Dr. Krackow’s undergraduate and graduate education in mathematics, and an interest in computer science became a natural platform for the performance of total knee replacement research that led to the development of a system for computer assisted total knee replacement. The world’s first publication of a complete total knee replacement on an actual patient was authored and led by Dr. Krackow. This background work led to the development of a commercially available infrared computer assisted total knee navigation system distributed by the Stryker Corporation of Kalamazoo, Michigan.
Some of the first robotically executed total knee replacements performed in Europe were the direct result of Dr. Krackow’s collaboration with Integrated Surgical Systems of Davis, California, producers of the RoboDoc Total Hip equipment. Dr. Krackow provided an outline for their execution software, and facilitated (in Buffalo, New York) the first sessions using adult cadavers; first in the laboratory, and then in actual operating rooms. Software and Hardware engineers traveled from California, while a group of orthopaedic surgeons from Germany joined in Buffalo for these sessions. These activities were the necessary developmental stages for the first uses of this equipment in Germany.

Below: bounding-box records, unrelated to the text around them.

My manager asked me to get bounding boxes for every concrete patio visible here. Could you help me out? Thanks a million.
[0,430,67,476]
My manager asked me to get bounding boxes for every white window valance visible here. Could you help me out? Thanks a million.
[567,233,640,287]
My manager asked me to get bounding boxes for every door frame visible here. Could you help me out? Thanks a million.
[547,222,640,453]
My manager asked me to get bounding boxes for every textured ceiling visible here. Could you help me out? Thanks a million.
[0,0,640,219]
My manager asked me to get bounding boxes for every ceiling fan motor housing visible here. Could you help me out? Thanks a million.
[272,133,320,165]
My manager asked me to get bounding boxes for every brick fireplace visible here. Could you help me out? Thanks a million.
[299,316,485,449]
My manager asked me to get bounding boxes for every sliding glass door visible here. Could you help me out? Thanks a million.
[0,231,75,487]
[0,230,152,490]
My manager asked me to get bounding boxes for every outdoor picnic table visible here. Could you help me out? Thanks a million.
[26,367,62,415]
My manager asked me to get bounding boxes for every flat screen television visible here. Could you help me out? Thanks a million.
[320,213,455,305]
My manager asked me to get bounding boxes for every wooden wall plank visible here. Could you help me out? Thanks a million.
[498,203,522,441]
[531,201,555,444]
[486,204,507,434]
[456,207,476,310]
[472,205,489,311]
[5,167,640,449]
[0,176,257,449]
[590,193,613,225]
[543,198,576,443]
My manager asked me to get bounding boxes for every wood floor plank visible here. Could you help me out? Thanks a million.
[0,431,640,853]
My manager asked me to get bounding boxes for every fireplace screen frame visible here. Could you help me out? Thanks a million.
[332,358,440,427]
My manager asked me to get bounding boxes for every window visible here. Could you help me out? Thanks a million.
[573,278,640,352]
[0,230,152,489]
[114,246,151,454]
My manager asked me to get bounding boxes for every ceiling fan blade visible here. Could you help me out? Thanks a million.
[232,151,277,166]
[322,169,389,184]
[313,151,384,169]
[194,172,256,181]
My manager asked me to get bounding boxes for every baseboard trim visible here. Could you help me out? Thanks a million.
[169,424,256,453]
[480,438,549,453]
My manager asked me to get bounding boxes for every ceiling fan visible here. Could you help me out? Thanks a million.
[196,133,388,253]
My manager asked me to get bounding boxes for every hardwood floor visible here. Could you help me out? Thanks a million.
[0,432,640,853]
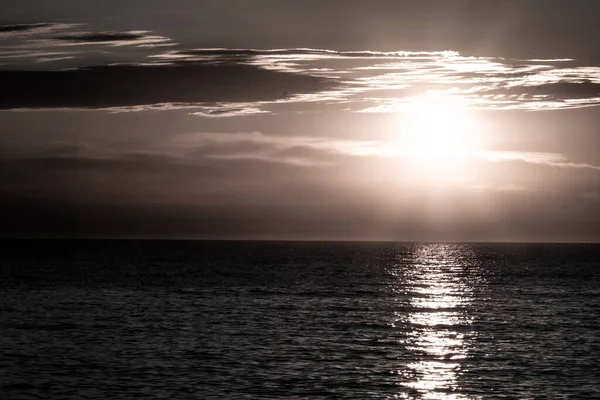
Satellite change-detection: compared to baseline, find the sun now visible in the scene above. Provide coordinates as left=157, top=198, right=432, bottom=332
left=396, top=98, right=481, bottom=181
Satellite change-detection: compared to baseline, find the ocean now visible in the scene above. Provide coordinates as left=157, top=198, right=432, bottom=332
left=0, top=240, right=600, bottom=400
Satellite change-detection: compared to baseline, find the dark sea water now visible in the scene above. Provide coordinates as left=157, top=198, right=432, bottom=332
left=0, top=241, right=600, bottom=399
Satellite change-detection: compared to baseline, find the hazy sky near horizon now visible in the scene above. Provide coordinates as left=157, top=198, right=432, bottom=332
left=0, top=0, right=600, bottom=241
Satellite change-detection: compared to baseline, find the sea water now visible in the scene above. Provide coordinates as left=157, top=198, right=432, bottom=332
left=0, top=240, right=600, bottom=399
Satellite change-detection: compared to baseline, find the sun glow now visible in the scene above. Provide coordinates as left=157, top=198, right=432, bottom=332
left=396, top=98, right=481, bottom=182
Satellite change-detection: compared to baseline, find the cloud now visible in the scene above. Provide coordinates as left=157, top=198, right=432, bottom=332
left=0, top=23, right=52, bottom=34
left=54, top=32, right=145, bottom=43
left=0, top=23, right=600, bottom=113
left=0, top=64, right=335, bottom=109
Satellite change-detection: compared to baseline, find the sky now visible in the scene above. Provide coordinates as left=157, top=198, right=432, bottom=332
left=0, top=0, right=600, bottom=242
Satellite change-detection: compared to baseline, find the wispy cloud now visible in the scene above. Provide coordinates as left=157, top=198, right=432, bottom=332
left=0, top=23, right=600, bottom=112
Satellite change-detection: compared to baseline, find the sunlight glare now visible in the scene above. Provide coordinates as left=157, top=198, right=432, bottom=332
left=396, top=98, right=481, bottom=181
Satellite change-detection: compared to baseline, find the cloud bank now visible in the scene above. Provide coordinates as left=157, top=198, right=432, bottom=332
left=0, top=23, right=600, bottom=112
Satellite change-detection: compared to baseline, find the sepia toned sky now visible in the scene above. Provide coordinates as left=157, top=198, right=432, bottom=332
left=0, top=0, right=600, bottom=242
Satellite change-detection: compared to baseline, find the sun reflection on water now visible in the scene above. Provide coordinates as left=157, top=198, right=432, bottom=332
left=396, top=244, right=474, bottom=399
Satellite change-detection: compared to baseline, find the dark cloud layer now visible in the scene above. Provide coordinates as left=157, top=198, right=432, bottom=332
left=54, top=32, right=145, bottom=43
left=0, top=63, right=335, bottom=109
left=0, top=23, right=52, bottom=33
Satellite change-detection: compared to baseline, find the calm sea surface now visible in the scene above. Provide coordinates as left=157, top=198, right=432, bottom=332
left=0, top=241, right=600, bottom=400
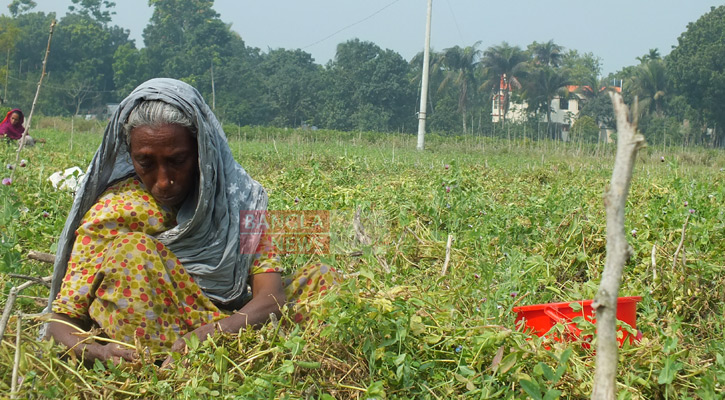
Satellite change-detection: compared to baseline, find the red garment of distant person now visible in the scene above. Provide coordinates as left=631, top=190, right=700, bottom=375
left=0, top=108, right=25, bottom=140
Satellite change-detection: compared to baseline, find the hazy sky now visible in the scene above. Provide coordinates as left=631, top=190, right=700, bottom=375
left=24, top=0, right=725, bottom=74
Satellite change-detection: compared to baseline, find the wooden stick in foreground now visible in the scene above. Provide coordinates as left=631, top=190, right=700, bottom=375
left=592, top=93, right=645, bottom=400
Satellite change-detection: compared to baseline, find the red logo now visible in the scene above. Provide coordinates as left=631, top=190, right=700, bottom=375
left=239, top=210, right=330, bottom=255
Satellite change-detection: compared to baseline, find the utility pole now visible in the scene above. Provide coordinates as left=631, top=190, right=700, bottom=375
left=417, top=0, right=433, bottom=150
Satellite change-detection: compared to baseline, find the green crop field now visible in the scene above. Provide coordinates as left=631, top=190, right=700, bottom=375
left=0, top=123, right=725, bottom=399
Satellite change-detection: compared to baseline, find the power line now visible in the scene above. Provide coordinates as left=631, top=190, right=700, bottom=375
left=446, top=0, right=465, bottom=42
left=301, top=0, right=400, bottom=50
left=8, top=76, right=116, bottom=93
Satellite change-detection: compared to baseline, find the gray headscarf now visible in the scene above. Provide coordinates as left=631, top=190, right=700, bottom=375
left=48, top=78, right=267, bottom=309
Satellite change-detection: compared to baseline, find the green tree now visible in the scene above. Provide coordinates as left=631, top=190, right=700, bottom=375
left=142, top=0, right=232, bottom=86
left=259, top=49, right=322, bottom=127
left=561, top=50, right=606, bottom=86
left=319, top=39, right=415, bottom=131
left=481, top=42, right=529, bottom=124
left=571, top=115, right=600, bottom=143
left=666, top=6, right=725, bottom=146
left=439, top=42, right=481, bottom=133
left=68, top=0, right=116, bottom=25
left=576, top=75, right=615, bottom=128
left=526, top=66, right=571, bottom=138
left=631, top=59, right=667, bottom=116
left=529, top=39, right=564, bottom=67
left=0, top=15, right=20, bottom=104
left=637, top=49, right=662, bottom=64
left=8, top=0, right=38, bottom=17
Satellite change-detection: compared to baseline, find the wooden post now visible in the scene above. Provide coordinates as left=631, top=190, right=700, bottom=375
left=592, top=92, right=646, bottom=400
left=10, top=20, right=55, bottom=180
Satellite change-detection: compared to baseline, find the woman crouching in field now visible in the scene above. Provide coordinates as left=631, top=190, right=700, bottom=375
left=48, top=79, right=334, bottom=363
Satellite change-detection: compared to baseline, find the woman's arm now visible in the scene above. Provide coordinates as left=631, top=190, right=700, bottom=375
left=48, top=313, right=137, bottom=364
left=171, top=272, right=286, bottom=352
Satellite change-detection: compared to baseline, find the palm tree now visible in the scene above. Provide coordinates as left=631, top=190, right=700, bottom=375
left=529, top=39, right=564, bottom=67
left=632, top=60, right=667, bottom=115
left=527, top=66, right=571, bottom=138
left=482, top=42, right=529, bottom=124
left=637, top=49, right=662, bottom=64
left=438, top=42, right=481, bottom=133
left=576, top=74, right=614, bottom=128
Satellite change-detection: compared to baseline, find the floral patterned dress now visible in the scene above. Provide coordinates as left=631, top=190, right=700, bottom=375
left=53, top=177, right=338, bottom=352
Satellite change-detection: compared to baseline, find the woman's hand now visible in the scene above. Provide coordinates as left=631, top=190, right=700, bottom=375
left=48, top=313, right=138, bottom=364
left=92, top=343, right=138, bottom=365
left=161, top=272, right=285, bottom=368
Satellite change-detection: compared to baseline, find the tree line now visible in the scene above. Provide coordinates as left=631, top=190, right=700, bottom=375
left=0, top=0, right=725, bottom=147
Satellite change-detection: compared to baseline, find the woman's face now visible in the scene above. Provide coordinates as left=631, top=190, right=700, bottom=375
left=130, top=124, right=198, bottom=207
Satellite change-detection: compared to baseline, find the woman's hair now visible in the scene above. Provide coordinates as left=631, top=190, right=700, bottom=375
left=123, top=100, right=197, bottom=148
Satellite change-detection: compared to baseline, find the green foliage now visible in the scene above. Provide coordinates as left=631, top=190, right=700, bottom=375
left=0, top=126, right=725, bottom=399
left=571, top=115, right=599, bottom=143
left=666, top=6, right=725, bottom=143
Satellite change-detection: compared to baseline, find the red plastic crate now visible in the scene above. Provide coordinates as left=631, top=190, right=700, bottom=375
left=513, top=296, right=642, bottom=347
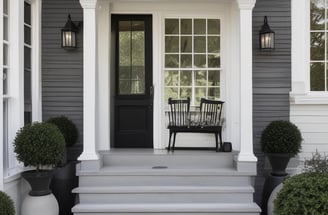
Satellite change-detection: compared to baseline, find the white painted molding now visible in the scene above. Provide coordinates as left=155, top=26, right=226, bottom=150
left=238, top=0, right=257, bottom=161
left=8, top=1, right=24, bottom=173
left=79, top=0, right=99, bottom=160
left=80, top=0, right=97, bottom=9
left=236, top=0, right=256, bottom=10
left=96, top=0, right=111, bottom=150
left=0, top=1, right=4, bottom=190
left=291, top=0, right=310, bottom=94
left=31, top=0, right=42, bottom=122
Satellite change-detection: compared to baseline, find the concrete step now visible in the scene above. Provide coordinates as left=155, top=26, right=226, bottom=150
left=72, top=203, right=260, bottom=215
left=77, top=167, right=252, bottom=187
left=73, top=186, right=254, bottom=204
left=101, top=149, right=236, bottom=168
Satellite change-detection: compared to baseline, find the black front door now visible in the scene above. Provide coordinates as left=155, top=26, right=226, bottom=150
left=112, top=15, right=153, bottom=148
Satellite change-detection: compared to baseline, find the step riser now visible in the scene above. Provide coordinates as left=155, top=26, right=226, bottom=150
left=74, top=212, right=259, bottom=215
left=103, top=154, right=233, bottom=168
left=79, top=175, right=251, bottom=187
left=79, top=193, right=253, bottom=204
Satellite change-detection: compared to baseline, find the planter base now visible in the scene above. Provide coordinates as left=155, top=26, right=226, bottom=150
left=21, top=194, right=59, bottom=215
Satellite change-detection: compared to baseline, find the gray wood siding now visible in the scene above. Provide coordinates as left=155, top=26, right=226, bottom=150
left=253, top=0, right=291, bottom=207
left=41, top=0, right=83, bottom=158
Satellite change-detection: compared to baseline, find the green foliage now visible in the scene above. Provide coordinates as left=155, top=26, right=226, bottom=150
left=304, top=151, right=328, bottom=174
left=14, top=122, right=65, bottom=170
left=47, top=116, right=78, bottom=147
left=0, top=191, right=15, bottom=215
left=274, top=173, right=328, bottom=215
left=261, top=120, right=302, bottom=155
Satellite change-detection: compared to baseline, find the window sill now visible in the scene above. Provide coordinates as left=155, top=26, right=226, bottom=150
left=290, top=92, right=328, bottom=105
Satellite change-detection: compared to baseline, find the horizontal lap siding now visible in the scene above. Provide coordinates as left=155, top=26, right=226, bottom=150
left=253, top=0, right=291, bottom=204
left=42, top=0, right=83, bottom=151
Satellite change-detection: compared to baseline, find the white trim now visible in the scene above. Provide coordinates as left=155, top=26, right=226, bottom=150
left=237, top=0, right=257, bottom=162
left=96, top=0, right=111, bottom=150
left=0, top=1, right=4, bottom=190
left=8, top=1, right=24, bottom=173
left=31, top=0, right=42, bottom=122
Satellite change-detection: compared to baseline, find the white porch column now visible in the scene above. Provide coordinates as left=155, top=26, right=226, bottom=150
left=79, top=0, right=99, bottom=165
left=237, top=0, right=257, bottom=171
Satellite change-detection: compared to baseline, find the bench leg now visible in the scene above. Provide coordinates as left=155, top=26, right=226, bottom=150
left=167, top=131, right=173, bottom=152
left=172, top=132, right=177, bottom=152
left=219, top=130, right=223, bottom=152
left=214, top=133, right=219, bottom=152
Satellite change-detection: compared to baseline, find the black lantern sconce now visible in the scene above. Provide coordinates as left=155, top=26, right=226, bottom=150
left=61, top=14, right=82, bottom=49
left=260, top=16, right=275, bottom=49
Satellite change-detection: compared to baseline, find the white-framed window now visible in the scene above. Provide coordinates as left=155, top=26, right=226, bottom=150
left=2, top=0, right=10, bottom=175
left=24, top=1, right=32, bottom=124
left=163, top=17, right=221, bottom=106
left=310, top=0, right=328, bottom=92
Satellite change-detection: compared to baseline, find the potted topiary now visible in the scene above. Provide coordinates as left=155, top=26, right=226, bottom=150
left=14, top=122, right=65, bottom=215
left=261, top=120, right=302, bottom=176
left=261, top=120, right=302, bottom=215
left=47, top=116, right=78, bottom=215
left=0, top=191, right=15, bottom=215
left=274, top=172, right=328, bottom=215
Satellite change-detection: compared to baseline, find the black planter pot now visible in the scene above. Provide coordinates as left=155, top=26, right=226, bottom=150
left=50, top=161, right=78, bottom=215
left=267, top=153, right=294, bottom=176
left=22, top=170, right=53, bottom=196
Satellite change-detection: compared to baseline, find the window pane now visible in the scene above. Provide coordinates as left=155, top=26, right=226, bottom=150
left=194, top=36, right=206, bottom=53
left=310, top=0, right=325, bottom=30
left=165, top=87, right=179, bottom=101
left=165, top=19, right=179, bottom=34
left=181, top=19, right=192, bottom=34
left=3, top=44, right=8, bottom=65
left=180, top=71, right=192, bottom=86
left=3, top=17, right=8, bottom=41
left=207, top=87, right=220, bottom=100
left=165, top=54, right=179, bottom=68
left=181, top=54, right=192, bottom=68
left=181, top=36, right=192, bottom=53
left=207, top=36, right=220, bottom=53
left=195, top=71, right=207, bottom=86
left=208, top=70, right=220, bottom=87
left=208, top=55, right=220, bottom=68
left=311, top=32, right=325, bottom=60
left=2, top=69, right=8, bottom=95
left=165, top=36, right=179, bottom=53
left=24, top=2, right=31, bottom=25
left=24, top=26, right=31, bottom=45
left=195, top=87, right=206, bottom=106
left=310, top=63, right=325, bottom=91
left=194, top=54, right=206, bottom=68
left=164, top=71, right=179, bottom=86
left=207, top=19, right=220, bottom=34
left=194, top=19, right=206, bottom=34
left=180, top=87, right=192, bottom=98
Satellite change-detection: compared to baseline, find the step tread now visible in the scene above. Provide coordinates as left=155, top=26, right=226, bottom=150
left=72, top=203, right=261, bottom=213
left=73, top=185, right=254, bottom=194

These navigational and robotic techniques hold promise for improving the accuracy, reproducibility, and functionality of total joint replacements. TKR in particular is a procedure in which accuracy of alignment and component placements to within 1 to 2 degrees and 1 to 2 millimeters is extremely important.
Dr. Krackow and his colleague Matthew Phillips, M.D. (also at Buffalo General Medical Center) are both involved as designers of hip and knee prosthetics, and designers of prosthetic instrumentation.